Comme le diable, le cinéma se loge dans les détails. Geste inattendu d’un acteur, couleur d’un décor, drapé d’une jupe sous l’effet du vent : de film en film, nous partons ici en quête de ces événements minuscules qui sont autant de brèches dans lesquelles s’engouffre l’émotion du spectateur. Ce mois-ci : une lèvre mordue dans "La Piste des géants" de Raoul Walsh (1930).


Ruth est fille de général, et c’est avec une trop belle robe qu’elle a rejoint, dans la poussière et la peur des Indiens, le premier convoi de pionniers en route vers l’Oregon. L’aventure l’effraie et la fait rêver en proportion, tout comme elle redoute autant qu’elle désire Breck, l’éclaireur du convoi. Breck est trappeur, il a déjà vu l’Oregon, il connaît les Indiens. Il est immense, volubile, et ses traits juvéniles sont ceux d’un acteur que l’histoire du cinéma nous a appris à aimer plus vieux, plus lourd et plus sage: c’est John Wayne à 23 ans. Le film, La Piste des géants, est son premier grand rôle. Sitôt quitté les rives du Mississippi, le film suit deux aventures conjointes. L’une, immense et matricielle: celle des pionniers américains jetés dans l’espace sauvage au bout de quoi les attend la Terre promise. L’autre, minuscule et éternelle: une fille plaît à un garçon, qu’elle fait mariner aussi longtemps qu’elle parvient à masquer son propre émoi. Le masque se lézarde une première fois quand Breck annonce à Ruth qu’il va devoir prendre de l’avance sur le convoi, et la soulager donc de ses manières de brute, dont elle se plaint depuis le début en faisant valoir son rang.

Ruth est accoudée à l’arrière de son chariot, ennobli d’une rangée de couvertures bigarrées: c’est une princesse à son balcon.
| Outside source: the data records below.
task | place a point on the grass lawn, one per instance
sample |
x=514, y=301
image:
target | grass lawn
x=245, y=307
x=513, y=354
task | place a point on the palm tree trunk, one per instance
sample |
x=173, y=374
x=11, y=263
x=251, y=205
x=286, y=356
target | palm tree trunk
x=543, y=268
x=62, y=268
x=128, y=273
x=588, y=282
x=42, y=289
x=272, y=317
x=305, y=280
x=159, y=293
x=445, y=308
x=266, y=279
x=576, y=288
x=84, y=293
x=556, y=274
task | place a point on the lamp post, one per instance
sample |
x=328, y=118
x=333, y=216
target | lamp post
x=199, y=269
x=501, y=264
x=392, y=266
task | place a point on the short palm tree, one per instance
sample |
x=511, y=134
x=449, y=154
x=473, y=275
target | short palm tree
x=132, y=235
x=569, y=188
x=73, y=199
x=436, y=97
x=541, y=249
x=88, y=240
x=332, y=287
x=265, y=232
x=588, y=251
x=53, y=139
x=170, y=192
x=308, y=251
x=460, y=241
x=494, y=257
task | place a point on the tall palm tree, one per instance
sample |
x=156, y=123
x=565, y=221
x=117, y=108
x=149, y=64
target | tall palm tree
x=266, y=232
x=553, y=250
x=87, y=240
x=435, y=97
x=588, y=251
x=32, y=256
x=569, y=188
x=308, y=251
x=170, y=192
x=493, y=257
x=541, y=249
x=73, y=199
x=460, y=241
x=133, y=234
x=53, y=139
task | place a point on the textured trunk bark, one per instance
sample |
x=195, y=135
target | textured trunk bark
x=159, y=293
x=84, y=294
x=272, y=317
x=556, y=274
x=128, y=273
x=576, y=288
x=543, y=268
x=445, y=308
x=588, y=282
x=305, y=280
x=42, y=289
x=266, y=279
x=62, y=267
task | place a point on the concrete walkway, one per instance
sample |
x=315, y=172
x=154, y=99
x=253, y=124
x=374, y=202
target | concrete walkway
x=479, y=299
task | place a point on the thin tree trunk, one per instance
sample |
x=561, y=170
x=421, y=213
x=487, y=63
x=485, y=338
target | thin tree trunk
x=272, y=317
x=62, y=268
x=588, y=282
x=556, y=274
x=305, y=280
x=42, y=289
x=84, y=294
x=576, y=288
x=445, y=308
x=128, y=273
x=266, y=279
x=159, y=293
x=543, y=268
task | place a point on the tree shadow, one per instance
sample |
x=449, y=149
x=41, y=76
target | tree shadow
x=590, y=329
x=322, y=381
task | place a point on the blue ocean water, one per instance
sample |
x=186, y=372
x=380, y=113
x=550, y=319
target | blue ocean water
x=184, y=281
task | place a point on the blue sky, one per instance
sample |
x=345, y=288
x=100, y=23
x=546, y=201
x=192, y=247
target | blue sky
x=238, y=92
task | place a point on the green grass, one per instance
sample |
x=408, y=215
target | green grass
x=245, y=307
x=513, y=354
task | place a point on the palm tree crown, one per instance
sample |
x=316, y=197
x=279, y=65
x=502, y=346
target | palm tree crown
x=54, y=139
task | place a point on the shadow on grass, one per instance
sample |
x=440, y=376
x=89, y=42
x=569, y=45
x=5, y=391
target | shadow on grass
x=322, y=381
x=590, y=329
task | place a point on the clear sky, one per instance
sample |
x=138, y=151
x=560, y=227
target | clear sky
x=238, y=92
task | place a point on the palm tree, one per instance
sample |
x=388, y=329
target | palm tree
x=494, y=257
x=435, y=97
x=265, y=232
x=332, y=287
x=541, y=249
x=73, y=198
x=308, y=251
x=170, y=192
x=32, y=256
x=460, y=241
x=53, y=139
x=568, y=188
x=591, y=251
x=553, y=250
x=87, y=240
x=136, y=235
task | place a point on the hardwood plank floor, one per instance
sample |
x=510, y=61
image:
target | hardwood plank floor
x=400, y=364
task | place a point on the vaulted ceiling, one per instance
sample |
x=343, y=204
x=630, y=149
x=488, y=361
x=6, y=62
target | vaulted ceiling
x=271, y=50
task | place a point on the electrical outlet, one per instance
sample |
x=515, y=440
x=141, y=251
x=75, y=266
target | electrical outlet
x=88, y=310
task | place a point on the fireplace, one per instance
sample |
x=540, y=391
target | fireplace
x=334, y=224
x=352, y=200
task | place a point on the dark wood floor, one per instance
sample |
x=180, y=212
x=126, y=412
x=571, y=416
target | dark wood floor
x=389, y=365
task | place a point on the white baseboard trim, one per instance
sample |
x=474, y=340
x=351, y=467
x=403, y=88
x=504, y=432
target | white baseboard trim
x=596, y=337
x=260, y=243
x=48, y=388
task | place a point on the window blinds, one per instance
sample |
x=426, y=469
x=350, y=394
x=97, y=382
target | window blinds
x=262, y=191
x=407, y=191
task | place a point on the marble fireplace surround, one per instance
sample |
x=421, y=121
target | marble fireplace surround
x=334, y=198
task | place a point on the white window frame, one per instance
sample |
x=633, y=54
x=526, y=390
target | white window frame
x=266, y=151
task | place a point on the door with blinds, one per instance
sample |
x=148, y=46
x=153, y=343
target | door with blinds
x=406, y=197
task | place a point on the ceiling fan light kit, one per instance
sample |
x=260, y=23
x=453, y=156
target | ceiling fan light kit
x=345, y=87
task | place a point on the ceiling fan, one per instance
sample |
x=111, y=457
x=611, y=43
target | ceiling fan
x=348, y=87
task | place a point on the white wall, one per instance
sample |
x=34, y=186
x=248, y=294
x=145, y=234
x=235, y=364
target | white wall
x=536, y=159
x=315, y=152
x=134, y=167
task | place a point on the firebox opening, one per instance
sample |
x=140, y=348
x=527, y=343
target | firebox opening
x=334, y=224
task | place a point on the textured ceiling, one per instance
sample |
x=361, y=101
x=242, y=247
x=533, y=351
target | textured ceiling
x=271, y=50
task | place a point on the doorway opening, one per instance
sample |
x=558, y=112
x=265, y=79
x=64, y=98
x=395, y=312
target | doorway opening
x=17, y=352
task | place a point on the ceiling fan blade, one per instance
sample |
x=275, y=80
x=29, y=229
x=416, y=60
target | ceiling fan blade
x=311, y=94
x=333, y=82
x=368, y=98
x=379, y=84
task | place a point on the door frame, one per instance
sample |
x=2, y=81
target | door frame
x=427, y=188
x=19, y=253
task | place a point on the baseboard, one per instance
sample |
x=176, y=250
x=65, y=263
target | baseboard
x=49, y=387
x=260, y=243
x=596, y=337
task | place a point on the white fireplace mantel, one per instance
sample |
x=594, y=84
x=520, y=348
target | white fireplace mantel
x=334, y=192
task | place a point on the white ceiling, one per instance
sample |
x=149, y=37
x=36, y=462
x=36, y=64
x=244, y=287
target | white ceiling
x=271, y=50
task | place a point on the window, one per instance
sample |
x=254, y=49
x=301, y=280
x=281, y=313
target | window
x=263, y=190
Plus inquiète que soulagée, la princesse s’ouvre à l’aventurier, lui-même dressé sur son cheval à une hauteur égale : ne court-il pas un trop grand danger, à frayer seul parmi l’open country ? Et les Indiens ? Mais Breck n’a pas peur, évidemment, et en guise de réponse il lui décrit comme un éden ces terres vierges dont il connaît la beauté au printemps: les arbres si hauts qu’ils semblent vouloir toucher le ciel, l’eau joyeuse des ruisseaux, la lune qui, la nuit, sourit aux aventuriers comme une mère bienveillante. Alors, tandis que la musique monte doucement, le cadre se resserre sur Ruth, qui a détaché son regard de Breck pour vagabonder plutôt dans les visions tirées de sa voix, et qui se tortille malgré elle comme si chaque mot de l’aventurier, chaque image de ce pays de rêve, venait desserrer un peu plus l’étau de sa bonne éducation.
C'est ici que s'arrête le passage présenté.